Section 2.3(b) of the Warrant Agreement shall be deleted in its entirety and replaced with the following new Section 2.3(b):
“b) Exercise Price. The exercise price per share of Common Shares under this Warrant shall be $0.45, subject to adjustment hereunder (the “Exercise Price”).”
Section 2.3(c) of the Warrant Agreement shall be deleted in its entirety and replaced with the following new Section 2.3(c):
“c) Cashless Exercise.

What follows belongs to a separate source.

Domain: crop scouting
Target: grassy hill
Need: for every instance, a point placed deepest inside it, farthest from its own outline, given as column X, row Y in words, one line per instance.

This Warrant may be exercised, in whole or in part, by means of a “cashless exercise” in which the Holder shall be entitled to receive a number of Warrant Shares equal to the quotient obtained by dividing [(A-B) (X)] by (A), where:
(A) = as applicable: (i) the VWAP on the Trading Day immediately preceding the date of the applicable Notice of Exercise if such Notice of Exercise is (1) both executed and delivered pursuant to Section 2(a) hereof on a day that is not a Trading Day or (2) both executed and delivered pursuant to Section 2(a) hereof on a Trading Day prior to the opening of “regular trading hours” (as defined in Rule 600(b)(68) of Regulation NMS promulgated under the federal securities laws) on such Trading Day, (ii) the VWAP on the Trading Day immediately preceding the date of the applicable Notice of Exercise as of the time of the Holder’s execution of the applicable Notice of Exercise if such Notice of Exercise is executed during “regular trading hours” on a Trading Day and is delivered within two (2) hours thereafter (including until two (2) hours after the close of “regular trading hours” on a Trading Day) pursuant to Section 2(a) hereof or (iii) the VWAP on the date of the applicable Notice of Exercise if the date of such Notice of Exercise is a Trading Day and such Notice of Exercise is both executed and delivered pursuant to Section 2(a) hereof after the close of “regular trading hours” on such Trading Day;
(B) = the Exercise Price of this Warrant, as adjusted hereunder; and
(X) = the number of Warrant Shares that would be issuable upon exercise of this Warrant in accordance with the terms of this Warrant if such exercise were by means of a cash exercise rather than a cashless exercise.”